Unfortunately, few people who live with a chronic illness can afford a luxury like personal training. Treatments are expensive, and it’s hard to build a high-paying career while managing the condition.

So when Ben asked for my advice, I told him he doesn’t need to make money from the cystic fibrosis community just because he wants to serve them. Our team helped him create Athletic Muscle Blueprint, a premium, high-ticket coaching program where he’ll take on 20 to 25 clients at a time.

The program is a huge success both because of the six-figure salary it generates and that it only takes up half of his time. As a result, it gives Ben the time and resources to help people in his community, where he’s regarded as a superhero.

Ben Mudge, an online trainer with cystic fibrosis, likes to dress up as Thor to encourage children with cystic fibrosis to take their medicine, and to give them a superhero they can relate to.

Adapt an existing personal training program

Frank Benedetto, DPT, is a physical therapist and strength coach whose specialty is preparing MMA athletes for fights. He’s really good at it, and he’s in high demand.

Problem is, the athletes who need his services don’t make much money. It’s a common problem in non-team sports like MMA. Once you get past the top 10 or 20 competitors, most of the athletes are barely getting by.

But his hard-earned reputation in MMA opened up a new source of income.

A lot of people who aren’t fighters want to train like fighters.

Some of those people make a lot of money. They’re in high-paying fields that reward competitiveness and aggression like investment banking, which naturally draws them to MMA. Many of them jump at the chance to train with the guy who coaches their favorite athletes.

So Frank now runs two programs through his company, CounterStrike: performance coaching for combat athletes, which is largely automated and inexpensive, and Train Like a Fighter, which is high-ticket, for fitness enthusiasts who want to use the same systems and tools in their own workouts.

Both coaches successfully figured out what to do when your ideal clients can’t afford training: You find clients who can.

The key is to approach your online training business in terms of first principles. Here’s what I mean.

How to create your unique business recipe that aligns with what you love

A cook starts with a recipe. A chef creates the recipe.

Very few of us are true chefs. We rarely set out to create something the world doesn’t yet have. Most of the time, we know what we want, and we look for a recipe to follow.

The problem with that, especially in your personal training business, is that the recipe you find is rarely the recipe you need.

That leads to coaches who tie themselves in knots because they choose the wrong starting point. Example: You want to know how to make money while training a specific population.

But that’s like a cook asking how to bake a cake while using a recipe for a pie.

If you want to think like a chef, you go back to first principles and start with a more basic question: How do I make a living as a trainer?

Like Ben Mudge and Frank Benedetto, you’d look for a population who can afford training.
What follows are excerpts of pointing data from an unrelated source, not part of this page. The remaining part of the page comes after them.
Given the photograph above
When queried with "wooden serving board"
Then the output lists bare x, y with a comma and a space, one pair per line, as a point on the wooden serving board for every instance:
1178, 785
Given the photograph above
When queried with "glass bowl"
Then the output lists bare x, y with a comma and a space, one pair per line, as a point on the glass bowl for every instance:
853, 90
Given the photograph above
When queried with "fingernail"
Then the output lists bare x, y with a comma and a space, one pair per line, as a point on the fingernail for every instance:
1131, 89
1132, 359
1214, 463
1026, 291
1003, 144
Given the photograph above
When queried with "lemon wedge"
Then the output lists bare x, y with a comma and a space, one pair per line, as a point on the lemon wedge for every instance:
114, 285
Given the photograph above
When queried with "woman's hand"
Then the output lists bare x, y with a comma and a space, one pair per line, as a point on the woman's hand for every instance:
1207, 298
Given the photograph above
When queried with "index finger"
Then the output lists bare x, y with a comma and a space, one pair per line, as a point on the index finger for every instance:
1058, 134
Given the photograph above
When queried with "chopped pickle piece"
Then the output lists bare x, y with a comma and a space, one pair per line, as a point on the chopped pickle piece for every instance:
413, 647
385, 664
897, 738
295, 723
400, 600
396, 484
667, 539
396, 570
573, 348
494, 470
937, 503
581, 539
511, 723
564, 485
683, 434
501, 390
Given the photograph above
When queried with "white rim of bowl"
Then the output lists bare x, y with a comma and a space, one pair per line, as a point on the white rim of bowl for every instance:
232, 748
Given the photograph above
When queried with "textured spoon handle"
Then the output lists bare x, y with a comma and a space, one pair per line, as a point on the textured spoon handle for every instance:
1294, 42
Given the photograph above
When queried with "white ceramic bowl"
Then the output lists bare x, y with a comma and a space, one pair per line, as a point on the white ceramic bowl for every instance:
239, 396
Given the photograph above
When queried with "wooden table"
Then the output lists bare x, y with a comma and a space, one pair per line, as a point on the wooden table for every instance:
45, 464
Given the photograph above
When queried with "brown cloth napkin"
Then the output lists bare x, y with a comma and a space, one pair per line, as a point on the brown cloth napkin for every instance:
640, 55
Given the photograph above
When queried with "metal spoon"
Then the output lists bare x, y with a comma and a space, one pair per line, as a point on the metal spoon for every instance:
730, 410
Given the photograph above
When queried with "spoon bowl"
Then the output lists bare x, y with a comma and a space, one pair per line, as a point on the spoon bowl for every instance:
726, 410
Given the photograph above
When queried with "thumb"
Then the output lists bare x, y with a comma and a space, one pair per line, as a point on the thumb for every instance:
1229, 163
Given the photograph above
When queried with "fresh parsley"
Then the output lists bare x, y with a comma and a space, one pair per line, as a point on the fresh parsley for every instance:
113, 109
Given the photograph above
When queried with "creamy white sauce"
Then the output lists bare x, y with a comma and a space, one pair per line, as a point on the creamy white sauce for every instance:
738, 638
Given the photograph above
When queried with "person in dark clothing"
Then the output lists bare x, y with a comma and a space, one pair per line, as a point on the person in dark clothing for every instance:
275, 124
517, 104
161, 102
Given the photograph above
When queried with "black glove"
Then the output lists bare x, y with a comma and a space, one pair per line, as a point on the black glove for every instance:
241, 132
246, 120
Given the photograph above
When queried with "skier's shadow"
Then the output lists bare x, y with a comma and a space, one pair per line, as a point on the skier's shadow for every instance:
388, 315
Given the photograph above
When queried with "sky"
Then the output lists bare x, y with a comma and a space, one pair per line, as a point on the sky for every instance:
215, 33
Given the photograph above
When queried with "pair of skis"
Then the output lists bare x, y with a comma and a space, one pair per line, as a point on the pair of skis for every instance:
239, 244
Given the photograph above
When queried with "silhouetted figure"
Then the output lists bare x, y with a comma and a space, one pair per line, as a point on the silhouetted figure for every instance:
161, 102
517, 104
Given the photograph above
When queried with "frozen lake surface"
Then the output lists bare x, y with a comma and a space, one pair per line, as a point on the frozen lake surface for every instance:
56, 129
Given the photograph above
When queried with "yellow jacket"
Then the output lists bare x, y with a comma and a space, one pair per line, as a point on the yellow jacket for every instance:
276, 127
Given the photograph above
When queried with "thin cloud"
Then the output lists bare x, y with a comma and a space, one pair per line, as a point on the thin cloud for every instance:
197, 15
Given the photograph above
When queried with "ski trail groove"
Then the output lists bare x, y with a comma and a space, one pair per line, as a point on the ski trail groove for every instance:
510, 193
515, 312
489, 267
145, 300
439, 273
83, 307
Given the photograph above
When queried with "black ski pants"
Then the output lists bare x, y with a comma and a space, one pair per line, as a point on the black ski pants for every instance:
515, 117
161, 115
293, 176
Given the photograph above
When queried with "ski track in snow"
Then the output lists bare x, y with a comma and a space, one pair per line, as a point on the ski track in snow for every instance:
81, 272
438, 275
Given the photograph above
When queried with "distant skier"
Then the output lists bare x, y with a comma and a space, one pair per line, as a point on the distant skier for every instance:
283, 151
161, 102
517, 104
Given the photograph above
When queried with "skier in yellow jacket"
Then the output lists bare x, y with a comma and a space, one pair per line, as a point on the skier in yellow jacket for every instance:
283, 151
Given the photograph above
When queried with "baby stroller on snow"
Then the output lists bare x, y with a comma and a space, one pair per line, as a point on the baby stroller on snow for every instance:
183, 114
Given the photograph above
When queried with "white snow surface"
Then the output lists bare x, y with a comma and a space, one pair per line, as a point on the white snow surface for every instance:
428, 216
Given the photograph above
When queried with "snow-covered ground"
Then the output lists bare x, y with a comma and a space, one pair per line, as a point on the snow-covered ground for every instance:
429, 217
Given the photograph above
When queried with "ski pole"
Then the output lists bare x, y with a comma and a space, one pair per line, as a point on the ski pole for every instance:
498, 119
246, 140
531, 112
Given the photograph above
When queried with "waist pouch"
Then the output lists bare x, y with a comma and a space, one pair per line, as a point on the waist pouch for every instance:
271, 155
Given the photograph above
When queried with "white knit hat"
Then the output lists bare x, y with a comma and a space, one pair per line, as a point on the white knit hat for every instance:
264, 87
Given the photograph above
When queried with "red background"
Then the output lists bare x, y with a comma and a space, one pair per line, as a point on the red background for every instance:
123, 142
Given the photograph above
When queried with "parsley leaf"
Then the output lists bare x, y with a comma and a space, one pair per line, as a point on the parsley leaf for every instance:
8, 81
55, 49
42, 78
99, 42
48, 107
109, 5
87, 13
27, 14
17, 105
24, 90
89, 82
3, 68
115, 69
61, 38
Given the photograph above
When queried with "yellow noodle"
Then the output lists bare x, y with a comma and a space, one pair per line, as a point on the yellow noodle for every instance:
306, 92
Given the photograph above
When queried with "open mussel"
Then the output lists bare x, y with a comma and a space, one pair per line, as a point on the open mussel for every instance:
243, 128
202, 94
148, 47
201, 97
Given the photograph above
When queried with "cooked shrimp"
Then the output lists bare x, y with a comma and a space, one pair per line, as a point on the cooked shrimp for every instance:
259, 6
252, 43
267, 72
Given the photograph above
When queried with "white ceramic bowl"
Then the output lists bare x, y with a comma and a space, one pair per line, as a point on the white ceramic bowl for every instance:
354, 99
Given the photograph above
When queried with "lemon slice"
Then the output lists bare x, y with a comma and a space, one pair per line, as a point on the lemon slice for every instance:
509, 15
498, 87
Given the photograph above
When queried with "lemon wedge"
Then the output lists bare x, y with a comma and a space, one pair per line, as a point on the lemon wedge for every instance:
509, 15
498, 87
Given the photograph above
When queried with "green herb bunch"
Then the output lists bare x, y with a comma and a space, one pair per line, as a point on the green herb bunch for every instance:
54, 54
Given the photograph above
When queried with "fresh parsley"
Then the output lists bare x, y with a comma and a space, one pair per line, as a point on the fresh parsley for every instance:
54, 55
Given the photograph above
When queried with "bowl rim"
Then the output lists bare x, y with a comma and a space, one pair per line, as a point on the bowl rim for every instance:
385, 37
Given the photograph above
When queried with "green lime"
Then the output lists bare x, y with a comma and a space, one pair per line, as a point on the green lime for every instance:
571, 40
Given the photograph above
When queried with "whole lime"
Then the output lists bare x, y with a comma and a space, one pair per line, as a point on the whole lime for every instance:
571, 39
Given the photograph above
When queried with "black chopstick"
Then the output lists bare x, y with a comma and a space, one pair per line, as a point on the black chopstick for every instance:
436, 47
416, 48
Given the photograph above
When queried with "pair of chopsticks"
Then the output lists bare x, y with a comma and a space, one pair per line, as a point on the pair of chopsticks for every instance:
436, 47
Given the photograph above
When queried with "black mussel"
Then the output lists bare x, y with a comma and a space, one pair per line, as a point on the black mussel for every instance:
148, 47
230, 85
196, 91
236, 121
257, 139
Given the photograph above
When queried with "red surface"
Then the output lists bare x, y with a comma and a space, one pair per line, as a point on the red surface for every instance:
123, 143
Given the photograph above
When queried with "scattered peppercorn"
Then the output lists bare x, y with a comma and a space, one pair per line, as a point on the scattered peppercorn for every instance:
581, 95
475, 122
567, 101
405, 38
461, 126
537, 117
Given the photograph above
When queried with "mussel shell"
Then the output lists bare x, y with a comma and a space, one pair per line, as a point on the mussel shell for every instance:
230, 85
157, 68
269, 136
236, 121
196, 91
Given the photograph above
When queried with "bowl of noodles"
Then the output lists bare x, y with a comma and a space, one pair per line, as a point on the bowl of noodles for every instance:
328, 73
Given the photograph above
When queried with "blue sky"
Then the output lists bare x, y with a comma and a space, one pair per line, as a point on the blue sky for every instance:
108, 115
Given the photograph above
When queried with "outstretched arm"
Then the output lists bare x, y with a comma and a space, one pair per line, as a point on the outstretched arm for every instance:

Then create a new program for that population, as Ben did, or adapt an existing program, as Frank did.

Questions to get you started creating your business recipe

To get to first principles, ask yourself this question, which is one of the guiding principles of the Online Trainer Academy:

What would this look like if it were easy?

How would you build your business if you were starting over today?

How many of the constraints on your business are self-imposed?

How many truisms do you accept about the fitness business that aren’t really truisms at all?

You’ll be surprised what you can accomplish when you stop overthinking and overcomplicating your business.